At the same time, the government was keeping interest rates low to encourage commercial real estate development and stimulate consumers to buy more stuff like cars and televisions, which also resulted in a lot of credit card debt. It was a recipe for disaster, and we all now know firsthand what that disaster looks, feels, tastes, and smells like.
What does this have to do with bank credit, you ask? Well, most of those nonbank originators of mortgages, auto loans, and credit cards have now disappeared. “Eighteen months ago, there were a lot of other third-party financial institutions extending credit, so the overall amount of credit availability was much larger,” Doyle says. As people lose their jobs and are unable to repay their loans—and demand for many business products has slowed—banks have imposed stricter terms on customers’ ability to repay, he says.
“Banks just aren’t going to do any marginal transactions right now,” Doyle says. “Banks can’t fill the credit void by themselves to get back to the way it was. It’s time to rightsize and decrease the overall size of credit, and we still have not found equilibrium.”
So three factors have contributed to this so-called credit crunch:
• Nonbank originators have disappeared;
• Weak banks aren’t strong enough to lend;
• Healthy banks aren’t comfortable with lending in this environment.
Here Comes TARP
So that’s where the government stepped in with TARP and made about $700 billion available to financial institutions. In other words, the government is buying up troubled assets to avoid a complete collapse of the economy should Citigroup, Bank of America, AIG, and General Motors (to name a few) all go bankrupt or become seriously distressed.

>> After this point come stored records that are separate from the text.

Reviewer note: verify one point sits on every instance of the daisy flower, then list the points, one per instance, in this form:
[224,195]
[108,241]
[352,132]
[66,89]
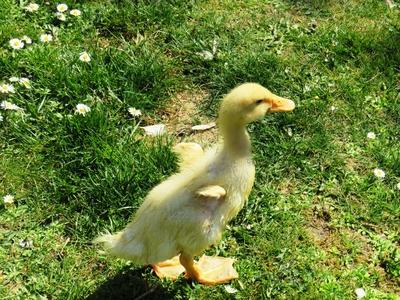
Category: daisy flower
[379,173]
[82,109]
[6,88]
[134,112]
[13,79]
[61,16]
[75,12]
[25,82]
[360,292]
[230,290]
[32,7]
[46,38]
[27,39]
[333,108]
[9,106]
[62,7]
[84,56]
[16,44]
[8,199]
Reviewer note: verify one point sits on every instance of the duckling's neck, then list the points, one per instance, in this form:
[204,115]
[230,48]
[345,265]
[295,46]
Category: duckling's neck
[236,140]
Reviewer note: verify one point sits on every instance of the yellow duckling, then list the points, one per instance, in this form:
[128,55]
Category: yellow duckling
[186,214]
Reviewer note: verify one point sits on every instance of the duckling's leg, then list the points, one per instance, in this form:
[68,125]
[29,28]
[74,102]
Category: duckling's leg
[170,268]
[209,270]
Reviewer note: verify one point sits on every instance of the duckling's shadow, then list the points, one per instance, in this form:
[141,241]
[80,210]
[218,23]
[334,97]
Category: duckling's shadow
[129,284]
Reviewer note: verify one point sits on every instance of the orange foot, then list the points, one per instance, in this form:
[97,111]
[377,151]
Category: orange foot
[211,270]
[170,268]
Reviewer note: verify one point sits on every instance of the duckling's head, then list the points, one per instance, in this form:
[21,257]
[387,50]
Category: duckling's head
[249,102]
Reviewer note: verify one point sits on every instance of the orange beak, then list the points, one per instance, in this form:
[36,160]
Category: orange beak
[279,104]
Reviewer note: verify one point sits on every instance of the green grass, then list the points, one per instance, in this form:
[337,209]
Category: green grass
[318,223]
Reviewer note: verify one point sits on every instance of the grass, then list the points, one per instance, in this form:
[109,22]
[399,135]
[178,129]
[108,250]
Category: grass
[318,223]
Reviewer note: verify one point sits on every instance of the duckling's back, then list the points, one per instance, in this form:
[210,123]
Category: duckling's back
[172,219]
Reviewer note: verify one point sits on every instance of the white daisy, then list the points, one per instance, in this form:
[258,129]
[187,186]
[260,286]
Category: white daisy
[32,7]
[16,44]
[379,173]
[61,16]
[75,12]
[134,112]
[360,292]
[27,39]
[25,82]
[202,127]
[82,109]
[6,88]
[84,56]
[229,289]
[9,106]
[13,79]
[62,7]
[8,199]
[46,38]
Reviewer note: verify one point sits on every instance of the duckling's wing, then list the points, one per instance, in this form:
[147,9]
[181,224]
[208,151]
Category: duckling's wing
[215,192]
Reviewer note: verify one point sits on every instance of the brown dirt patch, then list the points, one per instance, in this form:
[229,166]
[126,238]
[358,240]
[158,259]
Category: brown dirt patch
[184,111]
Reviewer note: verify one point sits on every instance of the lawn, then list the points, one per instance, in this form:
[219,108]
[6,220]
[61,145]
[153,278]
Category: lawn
[324,216]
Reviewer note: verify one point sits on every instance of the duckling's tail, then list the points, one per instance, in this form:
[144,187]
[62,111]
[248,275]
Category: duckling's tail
[117,245]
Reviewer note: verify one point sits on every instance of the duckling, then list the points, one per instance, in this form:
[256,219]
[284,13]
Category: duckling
[187,213]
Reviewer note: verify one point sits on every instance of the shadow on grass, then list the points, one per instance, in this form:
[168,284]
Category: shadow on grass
[129,284]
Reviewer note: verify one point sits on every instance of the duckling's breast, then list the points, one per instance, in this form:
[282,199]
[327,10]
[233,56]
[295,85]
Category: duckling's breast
[237,178]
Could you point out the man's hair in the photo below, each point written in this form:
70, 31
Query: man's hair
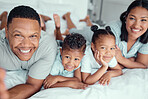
23, 12
124, 33
98, 32
74, 41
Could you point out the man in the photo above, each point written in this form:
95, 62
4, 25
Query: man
23, 46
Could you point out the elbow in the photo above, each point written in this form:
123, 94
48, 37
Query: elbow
86, 81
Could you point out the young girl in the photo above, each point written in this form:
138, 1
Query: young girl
131, 34
100, 55
66, 69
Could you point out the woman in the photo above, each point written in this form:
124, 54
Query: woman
132, 35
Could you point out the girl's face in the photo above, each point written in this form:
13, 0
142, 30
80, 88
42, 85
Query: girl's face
137, 22
106, 46
71, 58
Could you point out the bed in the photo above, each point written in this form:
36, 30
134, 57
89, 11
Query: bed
133, 84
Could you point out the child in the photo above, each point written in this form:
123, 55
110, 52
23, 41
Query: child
100, 56
66, 69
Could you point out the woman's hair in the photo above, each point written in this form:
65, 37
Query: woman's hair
74, 41
124, 33
23, 12
98, 32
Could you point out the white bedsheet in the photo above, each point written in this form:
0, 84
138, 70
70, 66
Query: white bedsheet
133, 84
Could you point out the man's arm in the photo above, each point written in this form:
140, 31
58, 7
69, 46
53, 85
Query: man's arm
24, 91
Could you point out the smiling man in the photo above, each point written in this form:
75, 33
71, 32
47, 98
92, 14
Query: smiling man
24, 47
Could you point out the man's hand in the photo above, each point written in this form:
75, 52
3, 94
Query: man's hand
49, 81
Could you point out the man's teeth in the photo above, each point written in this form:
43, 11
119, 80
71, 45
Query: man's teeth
135, 30
25, 51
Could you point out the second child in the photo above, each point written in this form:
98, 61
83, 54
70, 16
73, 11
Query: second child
101, 57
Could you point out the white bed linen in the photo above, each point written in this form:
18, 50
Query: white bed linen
133, 84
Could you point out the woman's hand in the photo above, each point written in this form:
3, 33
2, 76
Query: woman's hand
77, 85
49, 81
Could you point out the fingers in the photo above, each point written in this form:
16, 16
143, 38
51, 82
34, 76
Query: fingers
104, 81
47, 85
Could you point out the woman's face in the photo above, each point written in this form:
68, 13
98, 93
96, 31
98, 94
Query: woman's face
137, 22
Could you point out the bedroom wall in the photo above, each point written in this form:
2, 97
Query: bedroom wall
77, 7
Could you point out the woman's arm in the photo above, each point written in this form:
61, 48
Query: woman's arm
141, 60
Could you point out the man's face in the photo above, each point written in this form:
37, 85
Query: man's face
23, 35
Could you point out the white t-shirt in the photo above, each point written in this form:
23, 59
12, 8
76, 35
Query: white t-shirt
137, 47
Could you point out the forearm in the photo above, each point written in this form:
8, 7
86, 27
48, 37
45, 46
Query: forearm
22, 91
62, 78
131, 64
96, 76
115, 72
62, 84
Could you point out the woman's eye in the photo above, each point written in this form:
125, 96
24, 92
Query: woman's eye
103, 48
33, 36
131, 18
67, 56
17, 35
112, 48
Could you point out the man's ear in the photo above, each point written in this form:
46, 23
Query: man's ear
93, 47
6, 32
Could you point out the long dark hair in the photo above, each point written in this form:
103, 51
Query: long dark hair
124, 33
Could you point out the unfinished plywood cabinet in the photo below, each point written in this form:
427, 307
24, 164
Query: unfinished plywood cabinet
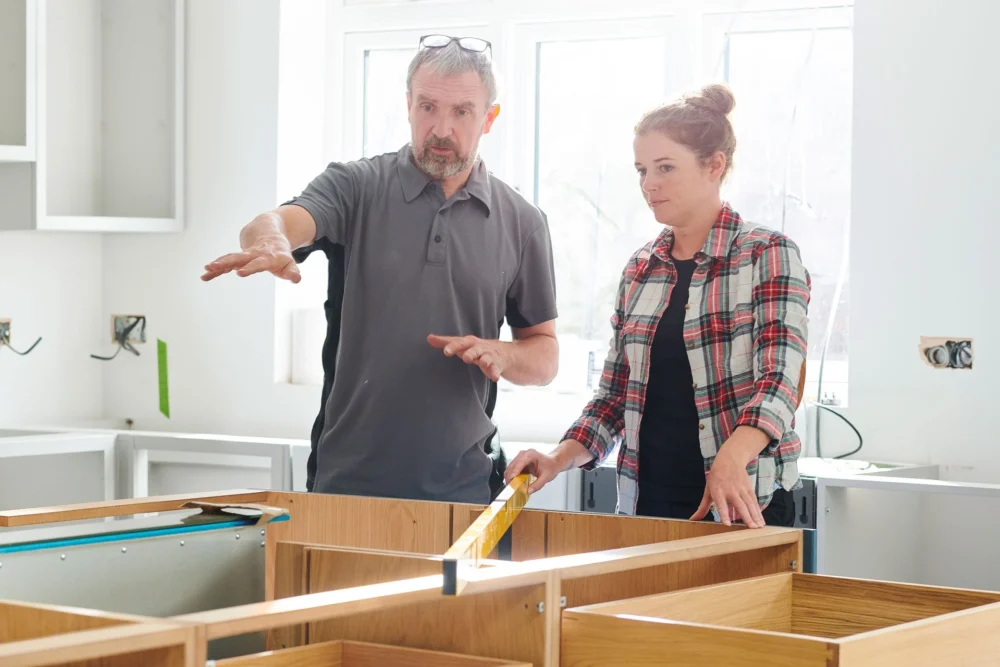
788, 620
362, 654
97, 115
33, 635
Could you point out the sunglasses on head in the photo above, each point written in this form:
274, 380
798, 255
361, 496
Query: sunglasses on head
473, 44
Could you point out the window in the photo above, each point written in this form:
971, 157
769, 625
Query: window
575, 78
791, 75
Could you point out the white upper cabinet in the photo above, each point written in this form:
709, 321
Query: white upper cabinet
108, 108
18, 26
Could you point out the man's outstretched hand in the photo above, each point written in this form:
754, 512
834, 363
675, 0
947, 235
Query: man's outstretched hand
270, 254
489, 355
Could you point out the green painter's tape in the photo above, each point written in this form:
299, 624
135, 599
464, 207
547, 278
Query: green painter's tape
161, 359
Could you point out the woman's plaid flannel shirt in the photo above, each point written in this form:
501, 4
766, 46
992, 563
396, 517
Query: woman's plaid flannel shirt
745, 328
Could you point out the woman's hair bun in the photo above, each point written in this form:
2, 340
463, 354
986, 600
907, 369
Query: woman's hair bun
714, 97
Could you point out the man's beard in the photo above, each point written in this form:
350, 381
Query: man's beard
443, 166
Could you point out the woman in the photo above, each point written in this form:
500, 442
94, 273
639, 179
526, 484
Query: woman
704, 372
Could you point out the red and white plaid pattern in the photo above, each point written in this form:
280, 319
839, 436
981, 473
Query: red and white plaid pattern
746, 330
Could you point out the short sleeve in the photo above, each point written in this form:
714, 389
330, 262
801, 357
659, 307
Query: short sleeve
332, 200
531, 298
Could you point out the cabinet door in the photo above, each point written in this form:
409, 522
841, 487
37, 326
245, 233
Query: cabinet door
111, 124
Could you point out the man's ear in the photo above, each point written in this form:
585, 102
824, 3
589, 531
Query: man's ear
491, 116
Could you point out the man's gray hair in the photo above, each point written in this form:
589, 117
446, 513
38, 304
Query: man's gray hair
452, 60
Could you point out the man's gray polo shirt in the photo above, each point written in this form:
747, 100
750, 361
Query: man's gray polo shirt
404, 420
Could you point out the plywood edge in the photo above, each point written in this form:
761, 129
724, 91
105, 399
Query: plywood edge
629, 558
743, 599
66, 610
811, 582
97, 510
966, 637
590, 639
93, 644
313, 607
751, 583
583, 613
417, 656
325, 653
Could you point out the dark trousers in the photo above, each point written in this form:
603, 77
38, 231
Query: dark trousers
780, 512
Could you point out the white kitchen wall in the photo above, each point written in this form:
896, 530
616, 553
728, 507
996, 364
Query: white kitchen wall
220, 335
50, 286
924, 221
924, 234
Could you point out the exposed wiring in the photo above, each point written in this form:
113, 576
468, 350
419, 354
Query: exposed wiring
122, 339
6, 343
861, 441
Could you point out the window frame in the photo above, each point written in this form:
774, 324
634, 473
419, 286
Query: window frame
692, 28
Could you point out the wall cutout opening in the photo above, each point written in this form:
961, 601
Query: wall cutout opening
953, 353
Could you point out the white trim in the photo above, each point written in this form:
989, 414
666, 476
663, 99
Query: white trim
407, 14
16, 154
31, 79
180, 113
97, 223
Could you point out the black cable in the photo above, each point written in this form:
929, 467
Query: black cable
7, 344
861, 441
122, 340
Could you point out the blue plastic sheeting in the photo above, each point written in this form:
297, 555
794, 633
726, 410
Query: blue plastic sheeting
133, 535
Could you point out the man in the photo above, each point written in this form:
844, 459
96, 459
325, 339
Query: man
437, 252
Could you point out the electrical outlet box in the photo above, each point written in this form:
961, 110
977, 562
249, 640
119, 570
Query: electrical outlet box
953, 353
119, 323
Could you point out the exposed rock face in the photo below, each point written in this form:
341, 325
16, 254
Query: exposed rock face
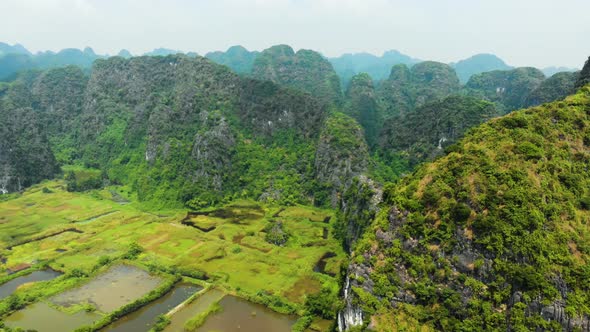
423, 134
508, 88
477, 64
407, 88
25, 156
342, 154
466, 240
358, 207
237, 58
362, 105
349, 65
351, 315
305, 70
212, 152
553, 88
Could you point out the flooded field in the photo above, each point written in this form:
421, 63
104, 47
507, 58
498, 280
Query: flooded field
323, 262
200, 304
42, 275
41, 317
144, 318
244, 316
118, 286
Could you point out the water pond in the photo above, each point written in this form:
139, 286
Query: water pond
41, 317
144, 318
120, 285
200, 304
240, 315
42, 275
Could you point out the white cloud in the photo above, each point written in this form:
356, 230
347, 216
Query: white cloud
523, 32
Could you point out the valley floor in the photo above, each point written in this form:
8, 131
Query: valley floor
88, 236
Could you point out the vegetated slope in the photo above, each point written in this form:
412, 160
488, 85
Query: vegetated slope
342, 154
509, 89
361, 103
182, 130
584, 77
236, 57
492, 236
348, 65
478, 64
25, 155
406, 88
424, 133
13, 62
305, 70
553, 88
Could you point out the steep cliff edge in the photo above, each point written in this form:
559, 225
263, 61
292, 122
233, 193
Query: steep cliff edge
491, 236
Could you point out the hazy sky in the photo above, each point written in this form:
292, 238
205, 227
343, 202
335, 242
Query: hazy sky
522, 32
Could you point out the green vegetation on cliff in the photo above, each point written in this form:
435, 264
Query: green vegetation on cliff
361, 104
237, 58
424, 133
493, 236
305, 70
406, 89
509, 89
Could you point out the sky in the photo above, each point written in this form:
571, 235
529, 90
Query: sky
537, 33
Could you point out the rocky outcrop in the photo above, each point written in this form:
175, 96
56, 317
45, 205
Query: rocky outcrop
342, 154
584, 77
305, 70
25, 155
212, 152
509, 89
553, 88
236, 57
406, 88
361, 104
466, 242
424, 133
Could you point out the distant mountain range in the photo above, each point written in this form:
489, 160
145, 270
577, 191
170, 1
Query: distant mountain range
14, 58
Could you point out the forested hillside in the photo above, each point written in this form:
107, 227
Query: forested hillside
492, 236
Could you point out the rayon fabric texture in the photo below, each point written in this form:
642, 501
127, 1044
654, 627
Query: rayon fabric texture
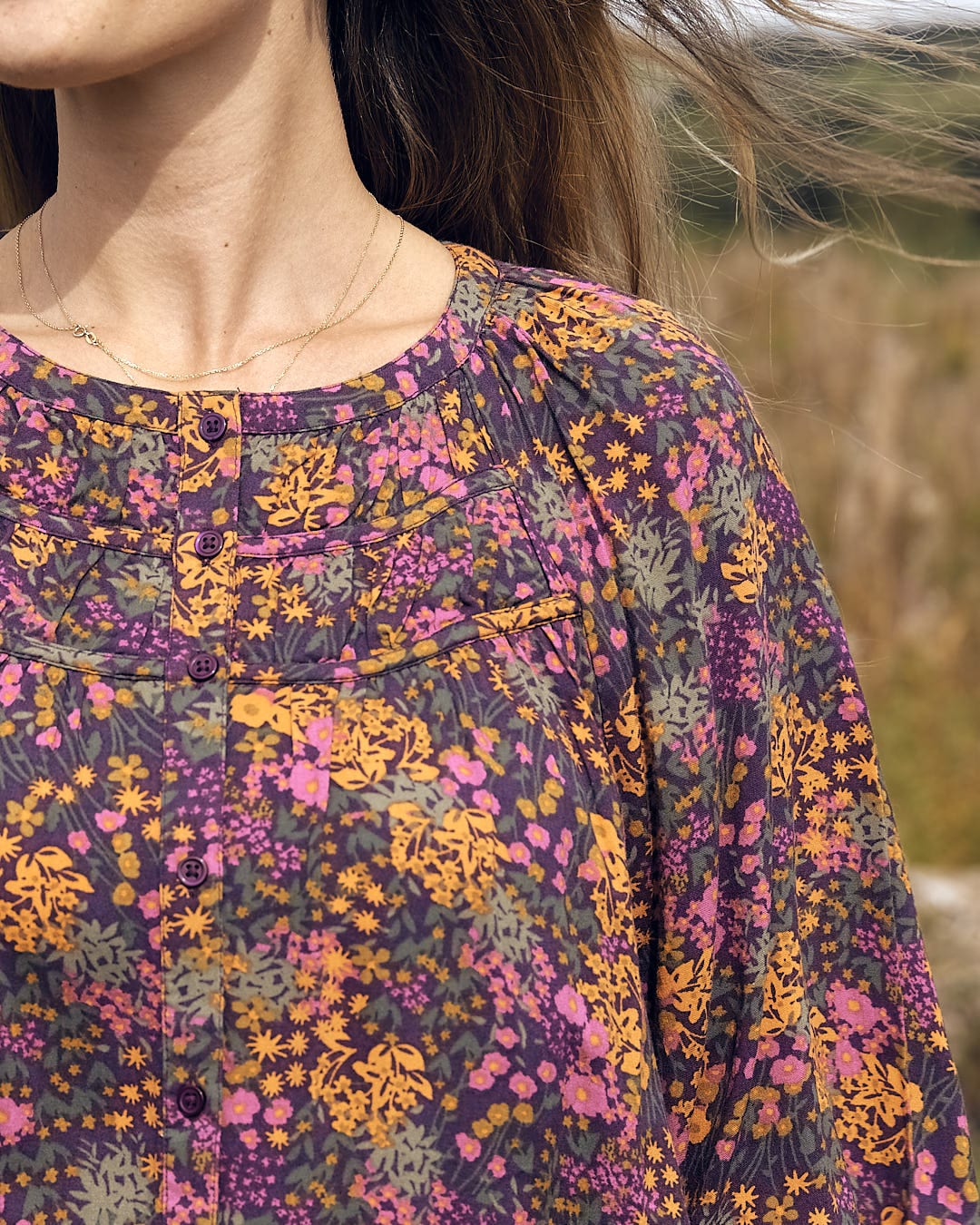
446, 797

Included in the overall TARP fund is the Capital Purchase Program, where $250 billion is being spent by the federal government to purchase bank preferred-equity shares. It’s not a bailout, it’s a preferred stock investment with annual dividends of 5 percent for the first five years and 9 percent thereafter. Banks getting TARP funds had to agree to certain conditions and compensation restrictions. The first $125 billion was spent on the largest banks that were considered too critical to fail.